CRUDGEON Updates! January 22, 2026
CRUDGEON was updated. It's very useful and even more useful now.
I wrote about CRUDGEON (always stylized all uppercase :) ) when I first created it 8 or so years ago. It initially had a few things going against it, namely I had assumed in some ways that it would be generating C# code. You can also take a look at the history of it in the commits!
I wanted to use it for Go projects. I had considered making an “app builder” app that can be configured with modules etc, but then I thought about it and with only some major breaking changes, I could use CRUDGEON!
I only use it on one commercial project and I work from home, so I could spend some time to update it to use any new conventions that I create. There are still a few things that would suggest that the target is C#, but I took care of a lot of it. I had started doing that idly as I don't usually lock myself in like that.
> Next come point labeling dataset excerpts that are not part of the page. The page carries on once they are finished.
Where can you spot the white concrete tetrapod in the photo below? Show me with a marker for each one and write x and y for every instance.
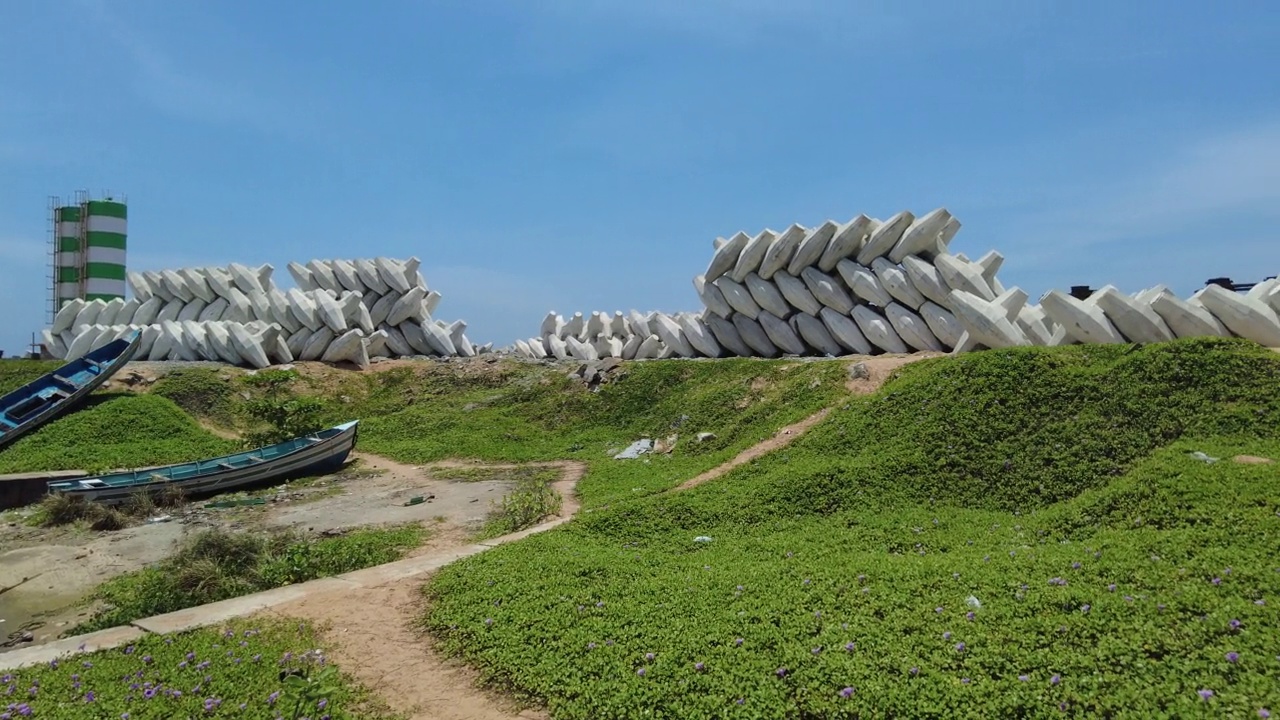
(370, 277)
(885, 237)
(245, 278)
(737, 296)
(781, 335)
(672, 336)
(795, 292)
(827, 290)
(639, 324)
(316, 343)
(816, 335)
(392, 272)
(878, 331)
(781, 250)
(177, 286)
(1136, 320)
(753, 253)
(896, 282)
(247, 345)
(347, 347)
(712, 297)
(864, 283)
(754, 336)
(323, 277)
(960, 274)
(922, 236)
(192, 310)
(810, 249)
(197, 283)
(169, 311)
(727, 336)
(106, 315)
(912, 328)
(1082, 322)
(156, 283)
(65, 317)
(726, 256)
(407, 308)
(1185, 319)
(1246, 317)
(347, 276)
(700, 337)
(137, 285)
(397, 345)
(846, 242)
(767, 296)
(845, 331)
(301, 276)
(986, 324)
(942, 323)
The first thing I changed is the syntax for the source files. There's a long story there but originally I had the syntax reflect C# properties because I was working against an old WSDL web service where Visual Studio generated code for the WSDL and I was using CRUDGEON against the generated code. That WSDL service went away about 4 years ago but the syntax remained. Until last night!
Before:
public int PropertyName { get; set; }
After
int PropertyName
That's it. I was also letting the config define the syntax, but I went away from that. For instance, there's no “DateTime” in Go, but now the syntax to add a date property is the same no matter what. I was also parsing generics and list types, but now the syntax to define a collection is a Go slice style, and nullable as well is pointer syntax
Before:
public List<string> MyList { get; set; }
public Nullable<DateTime> Date { get; set; }
After:
string[] MyList
DateTime* Date
There are flags as well, that syntax hasn't changed.
There was also a concept of “interface” which could be used to generate interfaces and then concrete types for each type. That was totally stripped out. It's not needed. I stripped it all out of the commercial project, updated a few things, and it's working again. I am running it in a UAT environment to make sure there are no issues, but it should be fine. That was a big commit though for 2am on a Wednesday morning!
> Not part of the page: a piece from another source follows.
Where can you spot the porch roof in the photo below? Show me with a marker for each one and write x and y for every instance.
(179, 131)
There were other changes, but those are the big ones. Like being able to provide a namespace for each “generation” because in Go now, I'm not generating SQL files, but different aspects of the application, and they all needed their own “namespace” (package in Go). Like a data access package, a handlers package, etc.
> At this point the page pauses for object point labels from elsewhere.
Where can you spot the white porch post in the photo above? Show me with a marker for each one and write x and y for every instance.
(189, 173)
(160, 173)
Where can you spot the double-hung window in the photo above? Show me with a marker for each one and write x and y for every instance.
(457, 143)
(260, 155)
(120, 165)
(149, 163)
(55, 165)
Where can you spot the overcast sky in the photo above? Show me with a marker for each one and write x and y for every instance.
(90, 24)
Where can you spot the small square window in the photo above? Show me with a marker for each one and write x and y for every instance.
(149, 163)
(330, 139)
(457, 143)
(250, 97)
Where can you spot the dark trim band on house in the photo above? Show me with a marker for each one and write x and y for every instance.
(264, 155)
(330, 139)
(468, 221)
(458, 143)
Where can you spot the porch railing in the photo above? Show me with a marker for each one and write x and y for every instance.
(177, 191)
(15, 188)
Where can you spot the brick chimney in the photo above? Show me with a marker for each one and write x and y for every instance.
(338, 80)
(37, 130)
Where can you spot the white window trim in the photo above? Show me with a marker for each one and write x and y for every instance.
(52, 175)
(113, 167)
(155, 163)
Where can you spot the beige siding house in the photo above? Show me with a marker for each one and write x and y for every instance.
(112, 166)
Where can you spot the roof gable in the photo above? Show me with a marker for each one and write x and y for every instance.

Generally, I've also moved some reusable things I did in my latest web project to their own packages so I can reference them. They are small. Go doesn't mind copying and pasting code. It's a valid methodology to writing code. But I just thought it would help with making this “app builder” app to have simple code generated and just reference a git repo.
The good news was that after I made all of these changes, the data object classes were the only things that changed! It didn't affect any SQL. That made me feel more comfortable getting it brought into the latest code immediately.
That's probably it for now. I have a lot of work to do! But a lot less now that I can generate a lot of it :) Happy coding!